Menurut Komandan Jenderal ABRI saat itu (Endriartono Sutarto), pasukan keamanan
Indonesia telah mengurangi jumlah pasukan GAM sebanyak 9.593 orang. Meski banyak yang
meragukan keakuratan jumlah tersebut, namun mayoritas pemantau sepakat bahwa
tekanan militer yang baru terhadap GAM pasca penerapan darurat militer telah
memberikan pukulan telak dan kerugian besar bagi GAM.

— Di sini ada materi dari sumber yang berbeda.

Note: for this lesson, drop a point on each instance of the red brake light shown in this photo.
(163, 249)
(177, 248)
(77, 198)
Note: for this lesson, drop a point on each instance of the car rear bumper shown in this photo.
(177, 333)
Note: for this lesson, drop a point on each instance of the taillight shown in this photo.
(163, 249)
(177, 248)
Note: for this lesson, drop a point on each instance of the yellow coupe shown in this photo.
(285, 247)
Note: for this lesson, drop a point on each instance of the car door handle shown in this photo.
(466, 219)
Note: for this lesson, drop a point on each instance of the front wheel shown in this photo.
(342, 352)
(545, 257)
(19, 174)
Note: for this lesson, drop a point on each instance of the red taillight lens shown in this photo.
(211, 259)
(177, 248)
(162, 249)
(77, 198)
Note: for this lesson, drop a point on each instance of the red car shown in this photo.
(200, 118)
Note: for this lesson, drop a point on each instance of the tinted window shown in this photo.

Posisi pemerintah sangat jelas disini. Wakil Presiden M. Jusuf Kalla, beberapa hari setelah
tsunami dengan jelas mengumumkan bahwa perdamaian harus segera dilakukan. Bagi Jusuf
Kalla, sangat mustahil membangun puing-puing reruntuhan Aceh apabila pemerintah dan
GAM masih bersebrangan. bencana Tsunami yang dahsyat juga menelan ratusan ribu
korban jiwa dari kedua belah pihak sehingga gencatan senjata dan perjanjian damai
merupakan kebutuhan bersama untuk membangun Aceh.

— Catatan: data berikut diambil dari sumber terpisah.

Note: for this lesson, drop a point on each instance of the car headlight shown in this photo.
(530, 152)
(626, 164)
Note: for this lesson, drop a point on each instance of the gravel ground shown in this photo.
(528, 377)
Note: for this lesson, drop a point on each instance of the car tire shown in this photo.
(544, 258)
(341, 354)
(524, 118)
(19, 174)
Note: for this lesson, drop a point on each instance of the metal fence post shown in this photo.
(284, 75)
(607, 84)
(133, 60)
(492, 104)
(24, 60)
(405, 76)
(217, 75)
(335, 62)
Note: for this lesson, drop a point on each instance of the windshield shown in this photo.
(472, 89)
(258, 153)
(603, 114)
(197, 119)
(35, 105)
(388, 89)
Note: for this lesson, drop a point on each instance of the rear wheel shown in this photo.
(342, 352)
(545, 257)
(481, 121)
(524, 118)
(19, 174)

Pergantian kepemimpinan Indonesia 2004, dan Keseriusan nya dalam Resolusi Damai
Kemenangan pemilu presiden 2004 oleh Susilo Bambang Yudhoyono (SBY) dan Jusuf Kalla
mendorong kebijakan pemerintah untuk melakukan negosiasi untuk mencapai
perdamaian. Kingsbury, penasihat resmi untuk GAM, juga menyebut terpilihnya SBY dan
Kalla tahun 2004 sebagai prakarsa upaya damai konflik Aceh yang berakhir dengan
perjanjian resmi.
Sejak dari akhir Januari hingga Juli 2005, Pemerintahan Susilo Bambang Yudhoyono dan
Jusuf Kalla sangat serius melakukan Perjanjian damai dan mulai melakukan beberapa babak
pembicaraan informal dengan pihak GAM untuk melakukan perundingan sebagai cara
damai guna menyelesaikan konflik di Aceh. Pembicaaan informal ini difasilitasi oleh CMI
yang dipimpin oleh Martti Ahtisaari (mantan pesiden Finlandia). Dimana pembicaraan /
perjanjian damai tersebut dikemudian hari dikenal dengan nama perjanjian Helsinki.